Palace Music - Viva Last BluesViva Ultra is like post-hardcore blues delivered in imaginative, off-kilter ways, as a story about two lovers from different sides of the tracks emerges (“She’s my lifeblood / She’s my secret sharer”). Oldham’s lyrical vignettes become sharper on The Brute Choir. “Take fear and call it lust,” he announces, tackling his fear as an artist with the kind of rambling tale that you’re likely to hear from a flawed genius three beers deep at the end of the bar (“Their voices bringing trees to their knees / With nothing to say when they’re speaking / They’re quiet, the choir, their voices go higher”).
The residue drips into The Mountain Low. Nomadic folk where Oldham humorously professes, “If I could fuck a mountain / Lord I’d fuck mountain / With a woman in the valley”. It’s one of those unfiltered observations littered throughout the folk broad church, but perhaps never done as brashly as this, emboldening a future generation to follow suite (most notably, Cass McCombs who through his song, Morning Star, ruminated about taking a shit in space).
Untethered from friends and family, on Tonight’s Decision (and Hereafter) the protagonist blows their life up through unspeakable actions even Oldham doesn’t reveal through the song, instead leaving us to form our own interpretations of the disaster. It’s the darkest moment on Viva Last Blues, and perhaps a path that, with the benefit of hindsight, would become prevalent in Oldham’s defining moment as a songwriter with Bonnie “Prince” Billy’s I See A Darkness (1999).
Sonically, New Partner doesn’t stray far from Tonight’s Decision (and Hereafter) – a love song that is all swoon and purr, the verses flowing like beer on tap. It’s the kind of moment that just drops into a songwriter’s lap, and (again with hindsight) the first thread to form the patchwork that Oldham would weave alongside Matt Sweeney with Superwolf (2005) and Superwolves (2021).
Following the buoyant wall of sound of Work Hard / Play Hard, Cat’s Blues is just as large-hearted. Albini really gets into his work from behind the consoles, harnessing the quiet / loud dynamics that he will eternally be the master of. And while the traces of Cat’s Blues are heard on We All, Us Three, Will Ride, there’s more of a campfire hiss, with an intimate tale where the emotional weight is captured just as much in Albini’s recording of Oldham’s performance than the song itself.
On closing track, Old Jerusalem as Oldham sings, “Trouble has caused me so much grief”, the story unfolds where one could perhaps draw a straight line to Tonight’s Decision (and Hereafter).
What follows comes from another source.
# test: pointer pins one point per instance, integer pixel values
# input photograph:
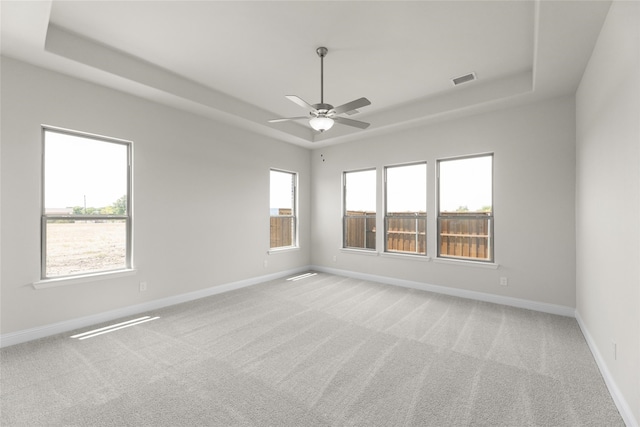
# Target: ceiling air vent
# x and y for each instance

It’s life on the fault lines, and while Oldham’s naked honesty has been imitated by so many since the recording of Viva Last Blues, one has to consider that short of Callahan, David Berman, Lou Barlow and maybe John Darnielle, sincerity through song was a rare commodity in 1995. Coupled with Albini’s unvarnished recordings, Oldham offered a boldness. Not only an unmooring of emotions through his songs but also delivering them with a spirit where the performances actually sounded like he meant it.
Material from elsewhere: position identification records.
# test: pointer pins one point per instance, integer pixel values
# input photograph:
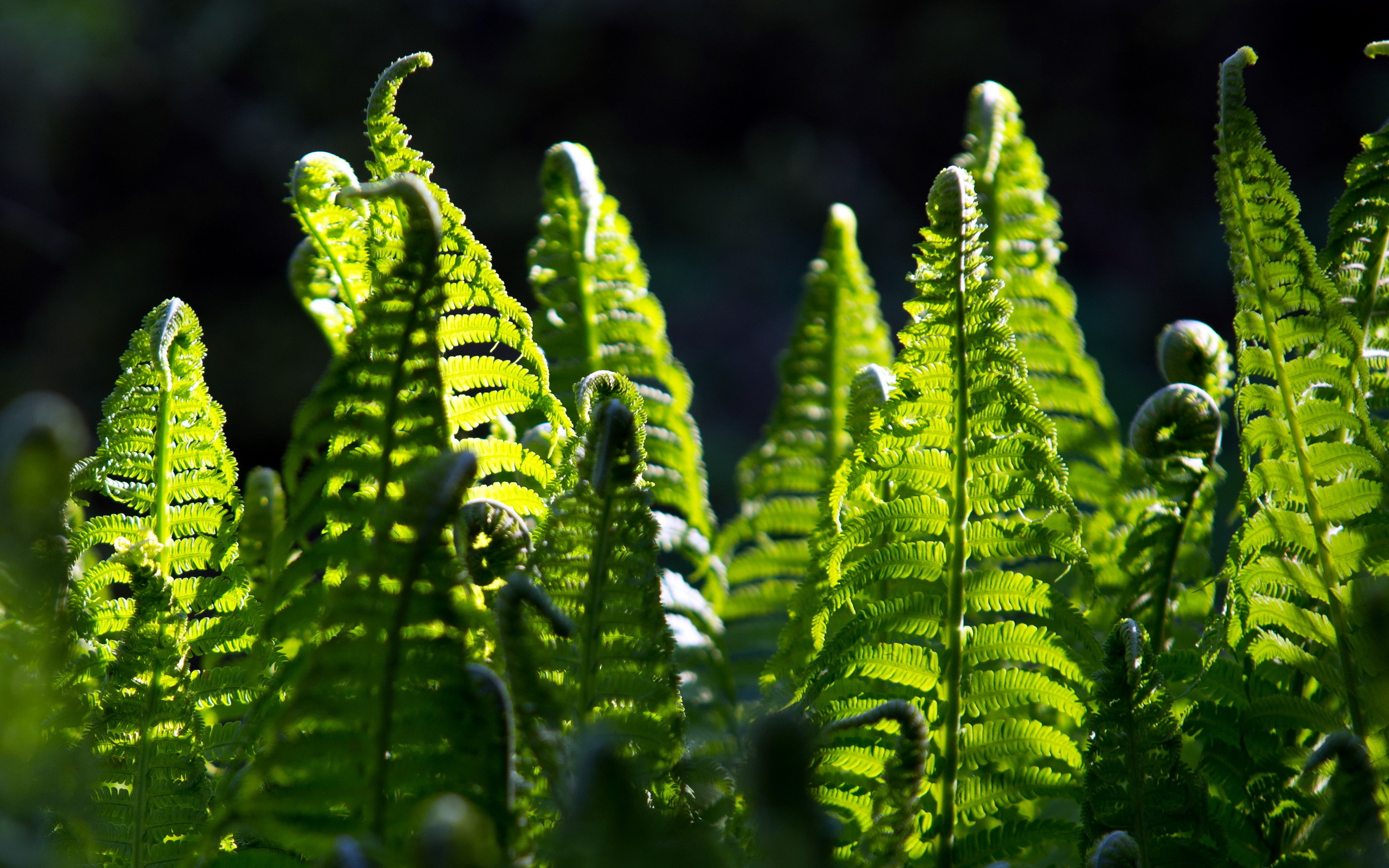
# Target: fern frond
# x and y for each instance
(595, 554)
(1135, 780)
(838, 331)
(599, 316)
(959, 469)
(1302, 382)
(163, 460)
(492, 368)
(1358, 251)
(1023, 238)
This is why Oldham has gone on to be of the most peerless songwriters of our time. His songs, often feeling like the first take because that’s where the honesty and true spirit is. And for many, Viva Last Blues was the first snapshot of an artist who has made this the focal point of his creative existence.
Viva Last Blues was released via Drag City / Domino Recording Co.